Non-trivial solution to certain elliptic PDE implies exponential growth. In a paper I am reading there is a line which I don't quite understand. The setup is the following. We have a compact Riemannian manifold $N$, then we consider the cylinder $M=\mathbb{R} \times N$ and we have a nontrivial solution $u:M\rightarrow \mathbb{R}$ of the problem
$(D_t^2+\Delta_N)u-Ku=0$ 
where $\Delta_N$ is the Laplace-Beltrami operator on the cross section $N$ and $K>0$ is a constant. It then says "since the solution is non-trivial, it must exhibit exponential growth in either the $t\rightarrow \infty$ or $t\rightarrow -\infty$ directions. 
Could somebody explain why this is necessarily true? Thanks in advance! 
 A: If your sign convention is such that $\Delta_N$ has positive spectrum (e.g. $\Delta_{\mathbb R} = -\partial_x^2$), giving a wave-like equation, this is not necessarily true: the bounded solution $u = \sin(2 x)\sin(t)$ of $(\partial_t^2-\partial_x^2)u-3u=0$ on $\mathbb R/2 \pi \mathbb Z$ is a counterexample.

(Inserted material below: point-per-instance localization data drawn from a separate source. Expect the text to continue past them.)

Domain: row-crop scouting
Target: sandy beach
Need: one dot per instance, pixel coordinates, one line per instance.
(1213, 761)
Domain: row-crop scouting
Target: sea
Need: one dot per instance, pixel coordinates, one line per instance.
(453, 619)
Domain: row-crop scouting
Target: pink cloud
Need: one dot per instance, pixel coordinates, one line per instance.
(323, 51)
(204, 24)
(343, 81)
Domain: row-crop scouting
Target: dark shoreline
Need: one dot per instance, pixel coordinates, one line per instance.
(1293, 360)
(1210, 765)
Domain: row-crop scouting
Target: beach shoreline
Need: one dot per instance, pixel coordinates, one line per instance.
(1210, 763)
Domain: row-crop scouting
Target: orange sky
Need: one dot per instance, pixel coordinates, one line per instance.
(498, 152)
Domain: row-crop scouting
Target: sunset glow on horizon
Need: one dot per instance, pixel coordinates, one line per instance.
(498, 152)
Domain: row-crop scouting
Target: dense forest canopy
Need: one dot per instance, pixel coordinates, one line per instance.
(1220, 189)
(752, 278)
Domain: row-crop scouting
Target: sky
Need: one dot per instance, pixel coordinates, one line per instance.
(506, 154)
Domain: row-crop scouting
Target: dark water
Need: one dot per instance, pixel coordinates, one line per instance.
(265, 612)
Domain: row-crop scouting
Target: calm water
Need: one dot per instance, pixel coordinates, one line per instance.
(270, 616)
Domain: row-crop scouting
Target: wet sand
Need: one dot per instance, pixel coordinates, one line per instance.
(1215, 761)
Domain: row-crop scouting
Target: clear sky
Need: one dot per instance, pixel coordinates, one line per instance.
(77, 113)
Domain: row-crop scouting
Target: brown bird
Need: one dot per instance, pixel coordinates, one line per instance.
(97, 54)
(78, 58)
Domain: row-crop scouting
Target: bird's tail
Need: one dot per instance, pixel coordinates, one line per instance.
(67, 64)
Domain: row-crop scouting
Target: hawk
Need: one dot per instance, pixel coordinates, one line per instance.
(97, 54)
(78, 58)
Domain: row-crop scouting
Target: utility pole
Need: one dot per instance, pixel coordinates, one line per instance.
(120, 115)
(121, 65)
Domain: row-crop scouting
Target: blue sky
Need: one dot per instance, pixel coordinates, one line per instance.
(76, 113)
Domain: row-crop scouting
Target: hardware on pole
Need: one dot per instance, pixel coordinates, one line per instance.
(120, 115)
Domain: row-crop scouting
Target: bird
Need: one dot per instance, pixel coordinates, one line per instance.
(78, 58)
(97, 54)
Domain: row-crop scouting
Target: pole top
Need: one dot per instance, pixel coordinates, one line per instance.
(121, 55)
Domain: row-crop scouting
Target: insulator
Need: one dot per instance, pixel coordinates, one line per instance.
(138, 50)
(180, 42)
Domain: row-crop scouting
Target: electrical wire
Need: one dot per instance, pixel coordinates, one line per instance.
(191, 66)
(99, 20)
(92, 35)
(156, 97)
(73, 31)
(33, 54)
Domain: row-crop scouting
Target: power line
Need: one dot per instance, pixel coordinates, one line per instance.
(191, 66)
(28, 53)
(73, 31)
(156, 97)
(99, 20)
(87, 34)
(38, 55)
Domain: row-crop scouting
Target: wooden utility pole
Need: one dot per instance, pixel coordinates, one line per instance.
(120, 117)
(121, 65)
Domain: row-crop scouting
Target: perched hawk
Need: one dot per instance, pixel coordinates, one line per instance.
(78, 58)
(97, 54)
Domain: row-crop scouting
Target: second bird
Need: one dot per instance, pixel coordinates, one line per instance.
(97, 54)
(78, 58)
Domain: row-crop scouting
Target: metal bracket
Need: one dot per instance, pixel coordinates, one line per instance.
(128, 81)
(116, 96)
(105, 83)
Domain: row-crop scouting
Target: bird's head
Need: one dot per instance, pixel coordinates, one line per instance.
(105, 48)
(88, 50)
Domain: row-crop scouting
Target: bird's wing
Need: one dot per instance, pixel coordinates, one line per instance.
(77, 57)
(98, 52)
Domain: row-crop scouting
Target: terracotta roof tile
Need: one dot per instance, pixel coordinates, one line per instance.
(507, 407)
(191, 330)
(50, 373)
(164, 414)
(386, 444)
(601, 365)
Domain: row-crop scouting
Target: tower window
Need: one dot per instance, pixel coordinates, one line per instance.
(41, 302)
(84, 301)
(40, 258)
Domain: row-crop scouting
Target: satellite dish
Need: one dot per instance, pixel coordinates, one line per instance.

Thus I'll assume you use the opposite convention. Some well-known functional analysis tells us that there's an orthonormal basis of $\Delta_N$-eigenfunctions $e_i$ (for some sensible Hilbert space - I think this is true for $\mathcal D(\Delta)\subset L^2$ from memory?) with corresponding negative eigenvalues $\lambda_i;$ so writing $u(x,t)=\sum_i u_i(t) e_i(x)$ the PDE becomes $$u_i''(t)+(\lambda_i-K)u_i(t)=0.$$
Since the coefficient $-k^2 := \lambda_i - K$ of $u_i(t)$ is negative, the general solution is $u_i(t) = c_1 e^{kt} + c_2 e^{-kt},$ which must grow exponentially in a direction unless it vanishes identically. Thus, if $u$ is non-trivial, one of its projections $u_i$ must grow exponentially, and since $\|u(\cdot,t)\|^2=\sum_i|u_i(t)|^2$ we conclude that $u(t)$ must grow exponentially, at least in the $L^2$ norm. I think you should be able to get exponential growth of $\sup|u|$ without too much extra effort.